Wednesday, September 12, 2012

PYHO: Baggage

We all have it, but sometimes when you realize the extent of your own, it's almost embarrassing.  It can take you beyond rational thought, where one side of your head knows your actions make no sense, but you just can't stop the Crazy Train.

I was having a conversation with Lawn Boy recently and he was trying to voice some completely valid feelings. I wasn't taking it well and the left ~or is it right?~ side of my brain knew I was out of line, but I couldn't seem to help myself.  

Then he said a few things...heartfelt things, but in a certain tone... and I thought,

"I've been here before,"

and I realized, as he told me he wasn't "going anywhere," that my ex husband had said the SAME.EXACT.THING. almost 7 years to the day before.

Within 24 hours, he was gone.

Logically, I know that Lawn Boy is NOT my ex, but in that moment, I wasn't capable of believing him, because I was in a room, 7 years before, listening to the man to whom I had pledged to love until "death do us part," who'd told me the night before that he would never leave, back his car out of the driveway.

He never came back.

Baggage.
Sometimes it's just too stinkin' heavy! 
 

17 comments:

Leigh Powell Hines (Hines-Sight Blog) said...

I'm sorry. That is so true. Those experiences never leave us.

Not a Perfect Mom said...

boo....I'm sorry I have no words of wisdom and I never quite know what to say in situations like this...
but you know I love you....

Blond Duck said...

IT may be the same words, but it's a different man. And you're a different woman. You know you're independent--all you need is love, not dependance.

Di said...

Oh, I've been there. I have to stop myself from comparing my hubby to my ex who had similar battles and demons to fight. After 6 years it's gotten easier but sometimes I still fail.

Aleta said...

I have two of those baggages... twice divorced. It's hard to let it go, but it's a lot lighter when you do :) It's possible. Just takes some training to shut the voice up. Glad I did, because my husband is worth it :)

Jennifer said...

I understand this feeling so, so well. My perceptions of the way things will be based on the past often screw things up for me in the future.

Shell said...

Oh girl.

But he's not your ex.

So the words mean something different. xo

Renegades said...

Sometimes it's so hard to leave baggage in the past when words now trigger the baggage claim to start running again.

Heather said...

Stinks! But at least you can recognize it, even if it is not in the moment. Baby steps!!!

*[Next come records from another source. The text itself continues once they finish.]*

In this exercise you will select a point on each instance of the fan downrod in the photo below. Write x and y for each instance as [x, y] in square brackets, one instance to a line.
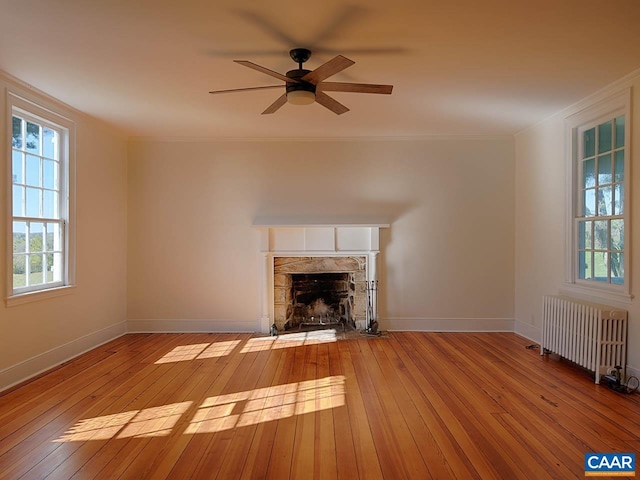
[300, 55]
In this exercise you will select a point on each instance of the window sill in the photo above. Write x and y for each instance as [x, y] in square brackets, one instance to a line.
[39, 295]
[586, 292]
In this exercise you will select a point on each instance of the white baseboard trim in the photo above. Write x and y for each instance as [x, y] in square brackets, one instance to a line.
[527, 330]
[162, 325]
[38, 364]
[399, 324]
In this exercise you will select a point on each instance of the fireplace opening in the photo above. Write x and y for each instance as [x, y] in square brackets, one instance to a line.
[320, 299]
[332, 290]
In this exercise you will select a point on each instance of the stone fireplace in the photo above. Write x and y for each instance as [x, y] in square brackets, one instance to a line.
[318, 270]
[319, 291]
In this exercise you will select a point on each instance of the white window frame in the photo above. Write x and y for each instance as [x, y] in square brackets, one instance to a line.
[27, 107]
[600, 112]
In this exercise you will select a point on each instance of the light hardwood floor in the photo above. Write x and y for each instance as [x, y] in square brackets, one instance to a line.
[227, 406]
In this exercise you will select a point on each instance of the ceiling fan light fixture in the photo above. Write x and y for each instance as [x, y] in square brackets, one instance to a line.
[301, 97]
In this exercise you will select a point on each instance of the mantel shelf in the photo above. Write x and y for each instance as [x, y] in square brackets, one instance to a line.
[320, 222]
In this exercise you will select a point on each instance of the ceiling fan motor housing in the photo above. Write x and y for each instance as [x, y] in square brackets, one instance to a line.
[301, 84]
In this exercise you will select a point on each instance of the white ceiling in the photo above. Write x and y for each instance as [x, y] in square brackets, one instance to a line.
[459, 67]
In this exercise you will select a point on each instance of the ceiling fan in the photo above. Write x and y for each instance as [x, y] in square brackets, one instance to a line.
[304, 87]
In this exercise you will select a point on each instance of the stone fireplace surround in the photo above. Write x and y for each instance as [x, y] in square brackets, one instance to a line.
[296, 301]
[334, 246]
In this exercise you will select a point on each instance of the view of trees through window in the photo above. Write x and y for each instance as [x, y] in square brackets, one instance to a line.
[37, 194]
[601, 221]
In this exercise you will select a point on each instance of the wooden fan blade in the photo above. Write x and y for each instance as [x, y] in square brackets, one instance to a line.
[245, 89]
[328, 102]
[355, 87]
[276, 105]
[257, 67]
[337, 64]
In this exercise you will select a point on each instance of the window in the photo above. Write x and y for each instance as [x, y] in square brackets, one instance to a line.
[41, 174]
[599, 230]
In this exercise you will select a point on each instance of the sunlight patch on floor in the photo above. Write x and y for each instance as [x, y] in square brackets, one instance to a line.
[148, 422]
[224, 412]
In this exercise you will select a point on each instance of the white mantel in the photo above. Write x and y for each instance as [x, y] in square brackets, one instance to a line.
[294, 237]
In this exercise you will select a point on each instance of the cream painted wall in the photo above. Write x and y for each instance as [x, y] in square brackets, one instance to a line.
[39, 334]
[447, 262]
[540, 217]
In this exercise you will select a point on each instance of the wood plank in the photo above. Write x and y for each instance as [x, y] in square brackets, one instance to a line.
[408, 405]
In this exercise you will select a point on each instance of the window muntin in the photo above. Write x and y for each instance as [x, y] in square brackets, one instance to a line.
[39, 206]
[600, 217]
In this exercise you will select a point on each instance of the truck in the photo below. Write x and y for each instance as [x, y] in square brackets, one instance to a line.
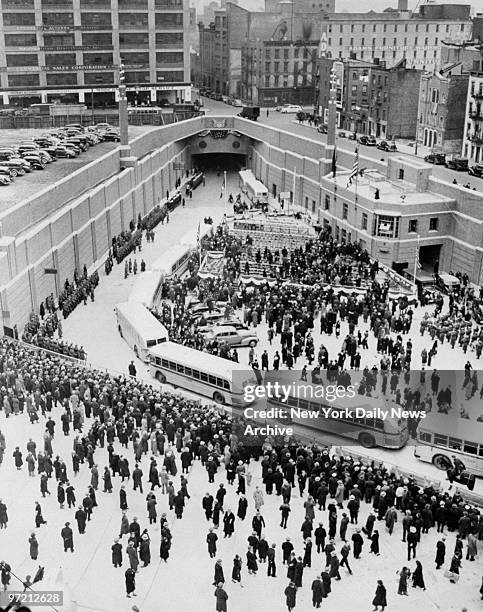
[250, 112]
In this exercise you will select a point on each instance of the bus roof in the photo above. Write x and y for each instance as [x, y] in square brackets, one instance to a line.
[191, 237]
[248, 178]
[198, 359]
[166, 262]
[453, 425]
[145, 288]
[146, 323]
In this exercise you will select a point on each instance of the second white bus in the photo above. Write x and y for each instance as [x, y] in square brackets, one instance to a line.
[139, 328]
[220, 379]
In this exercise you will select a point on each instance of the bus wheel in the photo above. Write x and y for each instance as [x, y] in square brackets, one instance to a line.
[218, 397]
[366, 440]
[441, 462]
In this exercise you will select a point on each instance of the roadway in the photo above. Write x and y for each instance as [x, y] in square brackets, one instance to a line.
[289, 123]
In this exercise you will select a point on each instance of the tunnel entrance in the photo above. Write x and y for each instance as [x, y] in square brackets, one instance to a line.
[209, 162]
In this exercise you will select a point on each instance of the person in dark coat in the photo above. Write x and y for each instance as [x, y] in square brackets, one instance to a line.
[380, 596]
[130, 577]
[375, 542]
[116, 549]
[317, 592]
[34, 546]
[357, 543]
[144, 550]
[221, 598]
[242, 507]
[68, 538]
[236, 571]
[291, 596]
[418, 578]
[440, 552]
[81, 517]
[229, 524]
[252, 565]
[219, 575]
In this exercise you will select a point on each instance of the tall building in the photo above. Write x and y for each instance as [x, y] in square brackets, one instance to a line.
[442, 103]
[235, 27]
[70, 50]
[370, 100]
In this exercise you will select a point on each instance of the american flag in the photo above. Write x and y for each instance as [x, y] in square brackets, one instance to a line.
[355, 167]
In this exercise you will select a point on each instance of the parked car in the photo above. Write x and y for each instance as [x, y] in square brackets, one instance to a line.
[16, 167]
[439, 159]
[292, 108]
[388, 147]
[457, 164]
[476, 170]
[232, 336]
[369, 141]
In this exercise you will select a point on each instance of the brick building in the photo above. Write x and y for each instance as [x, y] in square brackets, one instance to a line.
[70, 50]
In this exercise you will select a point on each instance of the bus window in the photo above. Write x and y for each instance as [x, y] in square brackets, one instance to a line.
[440, 440]
[470, 447]
[455, 443]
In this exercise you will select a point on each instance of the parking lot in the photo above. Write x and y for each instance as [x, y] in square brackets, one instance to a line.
[25, 186]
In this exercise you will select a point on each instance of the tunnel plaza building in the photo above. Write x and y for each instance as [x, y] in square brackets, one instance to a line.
[398, 209]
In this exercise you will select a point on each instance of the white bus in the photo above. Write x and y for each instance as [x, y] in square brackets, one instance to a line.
[442, 435]
[254, 189]
[219, 379]
[174, 262]
[146, 289]
[139, 328]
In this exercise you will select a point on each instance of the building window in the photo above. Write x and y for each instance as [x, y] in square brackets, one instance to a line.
[18, 18]
[62, 78]
[23, 80]
[100, 40]
[60, 59]
[20, 40]
[138, 39]
[58, 18]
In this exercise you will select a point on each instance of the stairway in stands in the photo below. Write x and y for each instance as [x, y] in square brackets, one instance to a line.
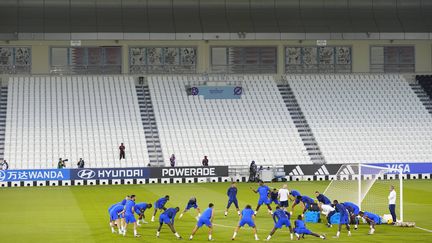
[149, 123]
[422, 86]
[3, 108]
[301, 124]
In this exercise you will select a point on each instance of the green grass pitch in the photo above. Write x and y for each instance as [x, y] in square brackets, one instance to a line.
[79, 214]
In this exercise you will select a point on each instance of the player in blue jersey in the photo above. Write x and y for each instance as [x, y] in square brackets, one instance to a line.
[263, 191]
[293, 198]
[247, 217]
[167, 218]
[372, 219]
[129, 216]
[280, 218]
[274, 196]
[140, 208]
[205, 219]
[116, 217]
[306, 201]
[344, 217]
[353, 211]
[301, 230]
[192, 203]
[160, 205]
[232, 198]
[322, 199]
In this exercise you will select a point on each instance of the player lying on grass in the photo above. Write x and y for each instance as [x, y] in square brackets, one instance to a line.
[160, 205]
[263, 191]
[344, 217]
[116, 217]
[205, 219]
[306, 201]
[372, 219]
[192, 203]
[232, 198]
[247, 217]
[129, 216]
[280, 218]
[140, 209]
[167, 218]
[353, 210]
[301, 230]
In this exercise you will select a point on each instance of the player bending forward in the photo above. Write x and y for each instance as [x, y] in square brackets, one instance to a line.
[167, 218]
[247, 217]
[372, 219]
[205, 219]
[280, 218]
[301, 230]
[192, 203]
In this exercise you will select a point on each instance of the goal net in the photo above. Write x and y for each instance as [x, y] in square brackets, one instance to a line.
[366, 186]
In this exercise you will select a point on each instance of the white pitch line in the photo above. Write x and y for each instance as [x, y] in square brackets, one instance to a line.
[430, 231]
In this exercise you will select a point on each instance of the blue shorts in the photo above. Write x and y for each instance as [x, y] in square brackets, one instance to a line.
[202, 222]
[231, 202]
[262, 201]
[164, 219]
[344, 219]
[248, 222]
[189, 206]
[302, 231]
[282, 222]
[130, 218]
[275, 201]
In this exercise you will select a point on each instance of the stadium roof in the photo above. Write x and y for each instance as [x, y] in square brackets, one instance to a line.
[215, 16]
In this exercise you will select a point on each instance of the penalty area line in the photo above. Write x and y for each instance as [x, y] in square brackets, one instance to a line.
[427, 230]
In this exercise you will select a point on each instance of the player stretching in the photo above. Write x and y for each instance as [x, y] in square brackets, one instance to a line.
[191, 204]
[160, 205]
[307, 202]
[129, 216]
[167, 218]
[116, 215]
[372, 220]
[205, 219]
[344, 219]
[300, 229]
[263, 192]
[232, 198]
[247, 216]
[281, 218]
[353, 211]
[140, 209]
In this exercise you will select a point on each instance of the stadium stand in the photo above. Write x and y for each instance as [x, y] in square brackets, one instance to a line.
[229, 131]
[73, 117]
[364, 118]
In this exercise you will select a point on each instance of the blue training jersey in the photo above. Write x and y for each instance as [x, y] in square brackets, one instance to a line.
[280, 214]
[128, 207]
[232, 193]
[247, 213]
[207, 213]
[263, 191]
[295, 193]
[299, 224]
[323, 199]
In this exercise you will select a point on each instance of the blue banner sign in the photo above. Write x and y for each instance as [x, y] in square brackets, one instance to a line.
[218, 92]
[34, 175]
[407, 168]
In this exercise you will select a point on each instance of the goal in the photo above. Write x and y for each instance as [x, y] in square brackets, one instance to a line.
[367, 186]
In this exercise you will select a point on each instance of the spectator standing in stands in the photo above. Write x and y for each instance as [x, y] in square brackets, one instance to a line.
[205, 161]
[122, 153]
[80, 163]
[252, 172]
[172, 160]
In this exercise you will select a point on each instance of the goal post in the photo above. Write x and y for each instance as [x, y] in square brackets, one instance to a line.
[367, 186]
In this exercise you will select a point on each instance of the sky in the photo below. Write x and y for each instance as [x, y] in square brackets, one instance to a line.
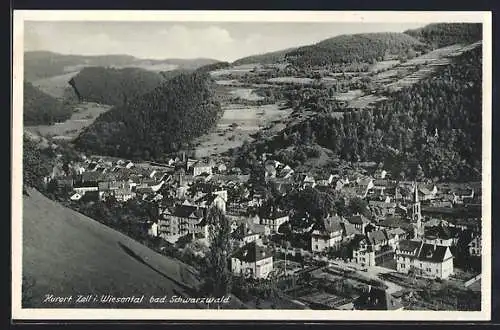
[224, 41]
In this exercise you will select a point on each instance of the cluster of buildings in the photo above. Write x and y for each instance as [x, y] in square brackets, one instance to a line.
[394, 227]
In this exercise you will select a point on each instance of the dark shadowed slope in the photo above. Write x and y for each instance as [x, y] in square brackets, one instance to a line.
[445, 34]
[66, 253]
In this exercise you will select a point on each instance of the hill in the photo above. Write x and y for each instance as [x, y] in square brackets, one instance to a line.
[361, 48]
[66, 254]
[160, 121]
[42, 109]
[445, 34]
[266, 58]
[113, 86]
[45, 64]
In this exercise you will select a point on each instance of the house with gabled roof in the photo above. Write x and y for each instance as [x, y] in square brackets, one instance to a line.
[328, 237]
[252, 260]
[325, 179]
[427, 192]
[274, 219]
[441, 235]
[359, 221]
[475, 245]
[181, 220]
[363, 186]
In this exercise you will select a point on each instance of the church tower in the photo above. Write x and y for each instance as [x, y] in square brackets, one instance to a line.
[416, 215]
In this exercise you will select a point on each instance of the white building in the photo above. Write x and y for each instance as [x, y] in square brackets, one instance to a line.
[200, 168]
[252, 260]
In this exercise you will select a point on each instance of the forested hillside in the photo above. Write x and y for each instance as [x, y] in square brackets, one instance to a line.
[42, 109]
[361, 48]
[162, 120]
[436, 124]
[37, 163]
[114, 86]
[445, 34]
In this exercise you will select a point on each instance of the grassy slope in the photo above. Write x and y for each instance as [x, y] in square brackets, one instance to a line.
[67, 253]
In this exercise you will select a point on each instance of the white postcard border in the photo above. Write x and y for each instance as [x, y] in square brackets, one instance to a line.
[19, 313]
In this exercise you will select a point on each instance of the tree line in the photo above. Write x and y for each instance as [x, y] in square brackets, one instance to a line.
[161, 121]
[433, 126]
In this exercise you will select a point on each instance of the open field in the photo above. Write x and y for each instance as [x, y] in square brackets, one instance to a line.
[57, 260]
[84, 115]
[246, 94]
[236, 126]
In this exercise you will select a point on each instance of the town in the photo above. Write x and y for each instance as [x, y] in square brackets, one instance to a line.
[395, 242]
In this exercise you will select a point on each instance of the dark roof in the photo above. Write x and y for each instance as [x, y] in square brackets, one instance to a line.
[187, 211]
[442, 232]
[333, 224]
[377, 236]
[409, 246]
[358, 219]
[252, 252]
[90, 176]
[85, 184]
[432, 253]
[396, 222]
[349, 229]
[144, 190]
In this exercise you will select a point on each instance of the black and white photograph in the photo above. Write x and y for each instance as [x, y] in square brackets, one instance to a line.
[218, 165]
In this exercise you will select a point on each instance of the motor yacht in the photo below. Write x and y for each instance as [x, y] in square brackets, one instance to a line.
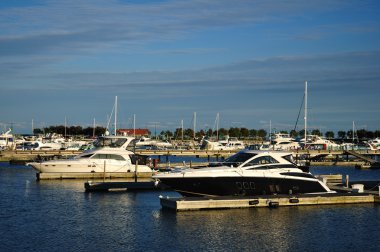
[247, 173]
[6, 140]
[110, 154]
[229, 144]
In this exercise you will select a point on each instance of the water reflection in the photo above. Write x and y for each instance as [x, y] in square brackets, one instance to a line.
[58, 215]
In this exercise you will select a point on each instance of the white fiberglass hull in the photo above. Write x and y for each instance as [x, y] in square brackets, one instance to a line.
[75, 166]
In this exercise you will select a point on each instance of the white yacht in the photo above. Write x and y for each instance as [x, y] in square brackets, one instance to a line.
[285, 142]
[149, 143]
[246, 173]
[110, 154]
[227, 144]
[374, 143]
[6, 140]
[315, 142]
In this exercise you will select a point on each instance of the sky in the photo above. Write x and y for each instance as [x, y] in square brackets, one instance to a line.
[67, 60]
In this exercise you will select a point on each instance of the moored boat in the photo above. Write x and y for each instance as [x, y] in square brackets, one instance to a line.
[110, 154]
[246, 173]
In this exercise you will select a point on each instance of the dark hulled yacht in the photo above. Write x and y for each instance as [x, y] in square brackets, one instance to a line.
[246, 173]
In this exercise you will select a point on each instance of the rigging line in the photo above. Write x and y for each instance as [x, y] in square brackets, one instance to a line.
[299, 112]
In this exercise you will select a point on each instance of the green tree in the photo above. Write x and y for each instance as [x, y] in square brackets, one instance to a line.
[262, 133]
[341, 134]
[329, 134]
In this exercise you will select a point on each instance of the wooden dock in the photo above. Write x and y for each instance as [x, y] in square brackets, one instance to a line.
[200, 203]
[92, 175]
[119, 186]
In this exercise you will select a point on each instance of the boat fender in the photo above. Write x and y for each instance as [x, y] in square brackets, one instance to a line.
[272, 204]
[253, 202]
[294, 200]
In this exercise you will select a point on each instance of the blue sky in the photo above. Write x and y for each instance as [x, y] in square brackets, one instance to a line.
[165, 60]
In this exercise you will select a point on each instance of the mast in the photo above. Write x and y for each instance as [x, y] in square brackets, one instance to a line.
[195, 123]
[217, 126]
[115, 115]
[134, 125]
[182, 131]
[270, 131]
[65, 126]
[93, 129]
[305, 112]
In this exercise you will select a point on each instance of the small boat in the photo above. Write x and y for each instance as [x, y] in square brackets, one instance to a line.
[247, 173]
[6, 140]
[110, 154]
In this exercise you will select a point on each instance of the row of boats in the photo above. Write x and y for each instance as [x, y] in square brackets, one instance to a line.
[279, 141]
[285, 142]
[248, 172]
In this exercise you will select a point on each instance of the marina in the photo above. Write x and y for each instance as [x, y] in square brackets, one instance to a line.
[59, 215]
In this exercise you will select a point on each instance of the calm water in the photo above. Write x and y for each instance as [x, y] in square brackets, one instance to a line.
[60, 216]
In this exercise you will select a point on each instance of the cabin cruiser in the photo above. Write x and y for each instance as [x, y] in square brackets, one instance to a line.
[110, 154]
[6, 140]
[229, 144]
[284, 142]
[374, 144]
[145, 142]
[315, 142]
[247, 173]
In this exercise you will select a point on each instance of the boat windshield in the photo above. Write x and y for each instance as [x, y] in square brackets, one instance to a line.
[238, 159]
[110, 142]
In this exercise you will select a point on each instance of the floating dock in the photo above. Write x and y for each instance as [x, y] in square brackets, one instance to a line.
[273, 201]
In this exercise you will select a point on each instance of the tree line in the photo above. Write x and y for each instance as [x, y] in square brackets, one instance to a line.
[241, 133]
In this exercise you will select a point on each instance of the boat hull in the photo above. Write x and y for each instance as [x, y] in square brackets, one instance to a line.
[242, 186]
[71, 167]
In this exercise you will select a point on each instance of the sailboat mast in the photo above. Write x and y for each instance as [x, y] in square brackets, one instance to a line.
[115, 115]
[305, 111]
[217, 126]
[195, 123]
[93, 129]
[181, 131]
[134, 125]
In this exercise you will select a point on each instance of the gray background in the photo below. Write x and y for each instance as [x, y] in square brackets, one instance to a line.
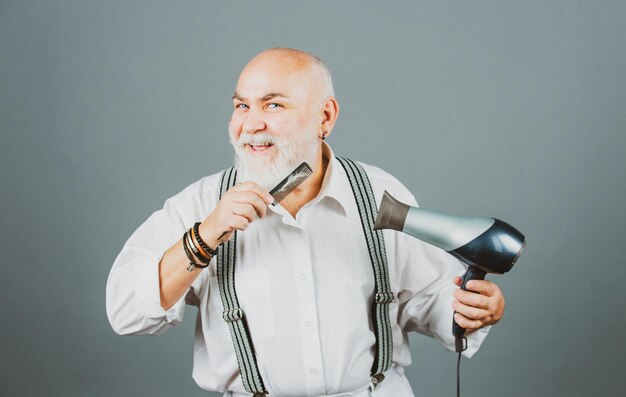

Jerry E Beuterbaugh said...

"Single Mom in the South" has been included in the Sites To See for this week. I hope this helps to point many new visitors in your direction.

http://asthecrackerheadcrumbles.blogspot.com/2012/09/sites-to-see_14.html

DysFUNctional Mom said...

Oh girl. This makes me hurt for you. I SO get it. Although right now J has more baggage than me. So I'm seeing it from the other side. It's hard. But its par for the course when you're dating at this age & stage.
I'm glad LB is sticking it out. =)

misssrobin said...

Baggage sucks. Isn't it amazing how it takes you back in time?

But how awesome that you realized it! So often our baggage controls us and we don't see it. You saw it. That's a big deal and you should be proud of yourself.

Best wishes.

Happy Sharefest. Have a great weekend.

Kathy ... aka Nana said...

Oh my, been there, done that (and still do a little). Add in a very dysfunctional home as a child, and you've got BAGGAGE.

doseofreality said...

UGH. I hate when old feelings get projected onto new people. I am so sorry. Baggage sucks.

Babes Mami said...

I don't know what to say, baggage is hard stuff!

Mimi B said...

You know, I thought my baggage had shrunk to the size of a carry on. Turns out it's extra large and I'm still dragging it behind me. Not thrilled with it and all that's being unpacked! =(

Mrs4444 said...

This is incredibly poignant and relatable. I've been there, too.